Kerry: US concern over China 'aggression' at sea
May. 12, 2014
WASHINGTON (AP) — The U.S. and other nations are deeply concerned about "aggressive" Chinese action in the South China Sea, Secretary of State John Kerry said Monday.
China and Vietnam have been engaged in a tense standoff since China positioned an oil rig in disputed waters May 1. Both sides have accused the other of ramming ships. Vietnam has presented a video showing Chinese ships hitting its vessels.
"We want to see a code of conduct created; we want to see this resolved peacefully through the Law of the Sea, through arbitration, through any other means, but not direct confrontation and aggressive action," Kerry said before a meeting at the State Department with Singapore foreign minister K. Shanmugam.
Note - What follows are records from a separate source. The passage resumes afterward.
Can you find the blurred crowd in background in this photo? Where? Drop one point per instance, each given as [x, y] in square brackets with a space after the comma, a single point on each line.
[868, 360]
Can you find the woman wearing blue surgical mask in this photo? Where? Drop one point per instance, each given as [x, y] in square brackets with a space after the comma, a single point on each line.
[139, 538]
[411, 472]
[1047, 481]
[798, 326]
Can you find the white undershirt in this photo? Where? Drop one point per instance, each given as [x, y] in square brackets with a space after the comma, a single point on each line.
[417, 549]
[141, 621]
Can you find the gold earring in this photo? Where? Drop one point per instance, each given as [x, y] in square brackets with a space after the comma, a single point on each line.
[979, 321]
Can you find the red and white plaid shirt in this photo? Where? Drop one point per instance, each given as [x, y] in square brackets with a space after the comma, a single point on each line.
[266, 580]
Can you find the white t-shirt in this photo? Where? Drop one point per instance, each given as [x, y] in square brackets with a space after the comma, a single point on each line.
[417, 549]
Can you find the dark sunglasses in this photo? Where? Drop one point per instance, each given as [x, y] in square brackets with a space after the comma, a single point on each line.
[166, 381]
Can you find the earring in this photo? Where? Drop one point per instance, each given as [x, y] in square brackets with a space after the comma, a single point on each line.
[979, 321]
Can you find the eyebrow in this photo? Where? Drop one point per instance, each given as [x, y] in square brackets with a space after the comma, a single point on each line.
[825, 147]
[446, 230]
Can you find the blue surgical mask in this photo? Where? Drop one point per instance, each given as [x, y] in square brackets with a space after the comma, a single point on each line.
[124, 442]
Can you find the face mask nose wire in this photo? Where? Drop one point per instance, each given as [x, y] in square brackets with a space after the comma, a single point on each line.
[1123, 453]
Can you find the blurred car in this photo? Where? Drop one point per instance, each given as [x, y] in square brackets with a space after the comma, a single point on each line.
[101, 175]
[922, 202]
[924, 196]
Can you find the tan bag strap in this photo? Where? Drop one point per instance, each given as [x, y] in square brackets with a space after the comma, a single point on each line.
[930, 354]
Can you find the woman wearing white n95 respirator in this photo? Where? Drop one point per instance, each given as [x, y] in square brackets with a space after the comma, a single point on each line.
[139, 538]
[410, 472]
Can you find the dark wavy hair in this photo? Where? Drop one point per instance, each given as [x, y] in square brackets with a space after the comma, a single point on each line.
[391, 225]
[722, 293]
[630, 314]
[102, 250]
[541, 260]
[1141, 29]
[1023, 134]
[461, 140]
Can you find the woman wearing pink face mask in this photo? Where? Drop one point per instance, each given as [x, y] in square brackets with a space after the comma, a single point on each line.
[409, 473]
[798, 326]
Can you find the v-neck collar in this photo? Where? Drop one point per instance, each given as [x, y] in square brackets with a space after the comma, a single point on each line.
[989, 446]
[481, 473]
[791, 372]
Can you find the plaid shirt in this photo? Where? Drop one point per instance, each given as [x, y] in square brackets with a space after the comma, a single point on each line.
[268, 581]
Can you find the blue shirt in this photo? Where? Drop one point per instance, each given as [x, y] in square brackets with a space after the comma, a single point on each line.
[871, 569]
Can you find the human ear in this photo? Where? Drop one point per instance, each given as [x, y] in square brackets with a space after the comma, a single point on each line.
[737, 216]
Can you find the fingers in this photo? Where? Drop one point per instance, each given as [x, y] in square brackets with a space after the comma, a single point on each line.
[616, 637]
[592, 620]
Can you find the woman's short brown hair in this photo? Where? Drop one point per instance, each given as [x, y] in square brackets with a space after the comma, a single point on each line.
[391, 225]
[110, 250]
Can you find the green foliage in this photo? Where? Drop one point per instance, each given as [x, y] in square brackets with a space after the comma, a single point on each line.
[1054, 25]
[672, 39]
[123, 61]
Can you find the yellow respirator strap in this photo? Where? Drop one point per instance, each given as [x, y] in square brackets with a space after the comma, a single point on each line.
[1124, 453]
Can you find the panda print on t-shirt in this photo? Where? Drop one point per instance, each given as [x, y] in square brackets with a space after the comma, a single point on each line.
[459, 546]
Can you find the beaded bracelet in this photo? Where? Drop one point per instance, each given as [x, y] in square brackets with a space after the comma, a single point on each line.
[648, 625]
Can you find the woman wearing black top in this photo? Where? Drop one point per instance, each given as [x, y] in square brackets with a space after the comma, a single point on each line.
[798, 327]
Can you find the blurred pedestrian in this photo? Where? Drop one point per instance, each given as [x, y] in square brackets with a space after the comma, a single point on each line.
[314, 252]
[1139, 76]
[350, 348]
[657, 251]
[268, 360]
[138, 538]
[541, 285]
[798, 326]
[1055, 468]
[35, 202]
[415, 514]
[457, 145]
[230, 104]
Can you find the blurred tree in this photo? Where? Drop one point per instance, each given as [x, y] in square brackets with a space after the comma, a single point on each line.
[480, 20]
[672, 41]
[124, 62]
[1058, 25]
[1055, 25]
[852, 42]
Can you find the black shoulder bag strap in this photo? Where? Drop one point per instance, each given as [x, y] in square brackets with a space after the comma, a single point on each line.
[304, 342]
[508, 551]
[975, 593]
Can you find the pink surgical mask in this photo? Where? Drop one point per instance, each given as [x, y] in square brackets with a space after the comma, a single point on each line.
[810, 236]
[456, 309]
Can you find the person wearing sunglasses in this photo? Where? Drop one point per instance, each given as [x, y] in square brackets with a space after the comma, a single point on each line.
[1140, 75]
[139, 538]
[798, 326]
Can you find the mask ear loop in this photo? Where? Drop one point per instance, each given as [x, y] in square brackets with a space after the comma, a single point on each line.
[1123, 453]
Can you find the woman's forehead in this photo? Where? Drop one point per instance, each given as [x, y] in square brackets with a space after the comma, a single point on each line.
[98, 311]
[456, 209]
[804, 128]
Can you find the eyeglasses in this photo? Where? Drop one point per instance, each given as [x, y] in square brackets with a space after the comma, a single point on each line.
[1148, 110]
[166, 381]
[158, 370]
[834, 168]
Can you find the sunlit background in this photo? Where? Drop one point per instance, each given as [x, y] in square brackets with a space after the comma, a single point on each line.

The standoff close to the disputed Paracel Islands, which China seized from U.S.-backed South Vietnam in 1974, has led to fears of a fully blown naval confrontation between the two nations, which have fought one land and two sea battles over the last 40 years.
Shanmugam echoed Kerry's desire for Southeast Asian nations and China to agree on a code of conduct for the South China Sea — an effort to help manage territorial disputes that involve China and five other claimants.
"We need a situation where parties resolve their disputes and their differences in a way that's acceptable to all," he said.
Vietnam has demanded that China pull back the rig. China has refused, saying the waters are its "inherent territory." According to Vietnamese state media, a Vietnamese patrol boat and several Chinese vessels blasted each other with water cannons Monday.
The U.S. says it takes no stance on the sovereignty disputes, but has an interest in open commerce and navigation in the South China Sea, which is crisscrossed by busy shipping lanes.